El camarlengo permanecía en silencio.
—¿No recuerda la purga? —preguntó el desconocido—. Claro que no, no es usted más que un niño. Y, en cualquier caso, los sacerdotes son unos historiadores pésimos. ¿Quizá porque se avergüenzan de su historia?
—La purga —se oyó decir a sí mismo Langdon—. 1668. La Iglesia marcó a fuego a cuatro científicos illuminati con el símbolo de la cruz para purgar sus pecados.
—¿Quién ha dicho eso? —quiso saber el desconocido, más intrigado que preocupado—. ¿Quién más se encuentra ahí?
Langdon notó que comenzaba a temblar.
—Mi nombre no importa —dijo intentando que su voz no sonara quebrada.

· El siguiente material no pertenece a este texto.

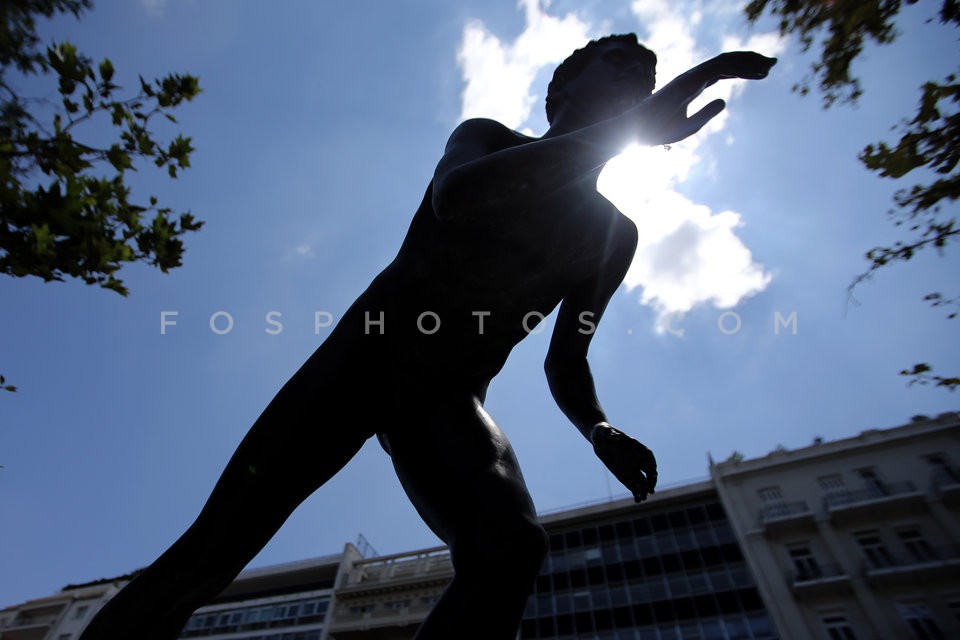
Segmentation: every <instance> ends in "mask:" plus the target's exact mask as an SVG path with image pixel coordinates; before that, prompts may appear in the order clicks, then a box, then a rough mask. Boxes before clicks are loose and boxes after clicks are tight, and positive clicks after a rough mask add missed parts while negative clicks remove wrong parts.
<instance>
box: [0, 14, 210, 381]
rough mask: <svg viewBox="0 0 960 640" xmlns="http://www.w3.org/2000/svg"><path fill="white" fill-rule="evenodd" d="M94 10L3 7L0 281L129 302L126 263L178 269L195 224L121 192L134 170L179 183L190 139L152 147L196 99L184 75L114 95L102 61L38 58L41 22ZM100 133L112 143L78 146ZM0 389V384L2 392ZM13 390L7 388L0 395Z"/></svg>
mask: <svg viewBox="0 0 960 640" xmlns="http://www.w3.org/2000/svg"><path fill="white" fill-rule="evenodd" d="M90 7H91V3H90V0H3V3H2V4H0V273H2V274H6V275H10V276H14V277H23V276H37V277H40V278H43V279H44V280H45V281H51V280H64V279H65V278H66V277H71V278H79V279H81V280H83V281H84V282H85V283H87V284H91V285H99V286H101V287H103V288H106V289H110V290H112V291H115V292H117V293H119V294H120V295H124V296H126V295H127V294H128V290H127V288H126V287H125V286H124V284H123V281H122V280H121V279H120V278H119V277H118V275H117V272H118V271H119V270H120V268H121V267H122V266H123V265H124V264H126V263H130V262H144V263H146V264H149V265H151V266H154V267H157V268H159V269H160V270H161V271H163V272H166V271H168V270H169V269H172V268H174V267H178V266H180V264H181V261H182V256H183V240H182V237H183V236H184V234H186V233H188V232H191V231H197V230H198V229H200V227H201V226H202V224H203V223H202V222H200V221H198V220H196V219H195V218H194V217H193V216H192V215H191V214H190V213H189V212H184V213H175V212H174V211H173V210H172V209H170V208H168V207H161V206H159V204H158V200H157V198H156V197H155V196H150V197H149V200H148V202H147V203H143V202H137V201H134V200H133V199H132V197H131V190H130V188H129V187H128V186H127V184H126V182H125V178H126V176H127V172H129V171H136V168H137V164H138V162H143V163H149V164H153V165H155V166H156V167H158V168H160V169H162V170H165V171H166V172H167V174H169V176H170V177H172V178H176V177H177V176H178V174H179V172H180V171H181V170H183V169H186V168H188V167H189V166H190V154H191V152H192V151H193V146H192V144H191V140H190V138H188V137H184V136H182V135H178V136H176V137H175V138H173V139H172V140H169V141H161V140H158V139H157V138H155V134H154V133H153V132H151V129H150V126H151V125H152V124H154V120H155V119H156V118H158V117H162V118H166V119H167V120H169V121H171V122H174V123H175V122H176V119H175V118H174V116H173V115H172V113H171V111H172V110H173V109H174V108H176V107H178V106H179V105H180V104H182V103H183V102H184V101H189V100H192V99H193V98H194V97H196V96H197V95H198V94H199V92H200V86H199V82H198V80H197V78H196V77H194V76H190V75H180V74H170V75H167V76H165V77H163V78H159V79H156V80H152V81H147V80H144V79H143V78H142V77H141V78H140V79H139V87H138V89H137V90H136V92H135V93H133V95H129V92H128V94H127V95H121V91H122V88H121V87H120V86H119V85H117V84H116V83H115V82H114V76H115V70H114V66H113V63H112V62H111V61H110V60H109V59H104V60H103V61H101V62H100V63H99V64H95V63H94V61H93V60H91V59H90V58H88V57H86V56H84V55H83V54H82V53H80V52H79V51H78V50H77V48H76V47H75V46H74V45H72V44H70V43H69V42H60V43H53V44H51V45H49V46H47V47H46V48H44V49H41V45H40V39H39V37H38V35H37V32H36V21H37V19H38V18H41V17H42V18H50V17H53V16H55V15H58V14H73V15H74V16H75V17H77V18H79V17H81V15H82V13H83V12H84V11H86V10H88V9H90ZM31 76H34V77H37V78H40V79H44V78H50V80H51V81H55V84H56V88H57V92H58V94H59V95H58V98H57V99H56V100H55V101H49V100H45V99H38V98H33V97H29V96H25V95H22V93H21V91H20V90H19V89H18V86H17V85H18V84H28V83H27V80H29V79H30V77H31ZM95 122H102V123H103V124H105V125H106V126H105V127H100V128H98V129H97V133H98V137H101V138H102V137H103V136H102V130H103V129H107V130H108V131H110V132H112V133H111V135H115V136H116V137H115V138H113V140H108V141H106V142H103V141H98V142H92V141H91V140H90V138H92V137H93V134H91V133H89V129H90V127H87V129H86V131H87V134H88V135H87V137H86V138H81V137H80V131H81V130H82V129H84V127H83V125H92V124H93V123H95ZM0 384H2V383H0ZM6 388H7V389H8V390H11V389H10V388H9V387H6Z"/></svg>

Hablar con un illuminatus vivo lo desconcertaba... Para él era como si hablara con George Washington—. Soy un académico que ha estudiado la historia de su hermandad.
—Fantástico —respondió la voz—. Me alegra que todavía haya gente que recuerde los crímenes cometidos contra nosotros.
—La mayoría creemos que ustedes ya no existen.
—Una idea equivocada que la hermandad se ha encargado de fomentar. ¿Qué más sabe sobre la purga?
Langdon vaciló. «¿Qué más sé? ¡Que toda esta situación es de locos, eso es lo que sé!»
—Tras marcarlos, los científicos fueron asesinados y sus cuerpos arrojados en distintos lugares públicos de Roma a modo de advertencia a otros científicos para que no se unieran a los illuminati.
—Así es. Ahora nosotros haremos lo mismo. Quid pro quo. Considérenlo una retribución simbólica por los hermanos que ejecutaron. Sus cuatro cardenales morirán, uno cada hora a partir de las ocho. A medianoche habremos captado la atención de todo el mundo.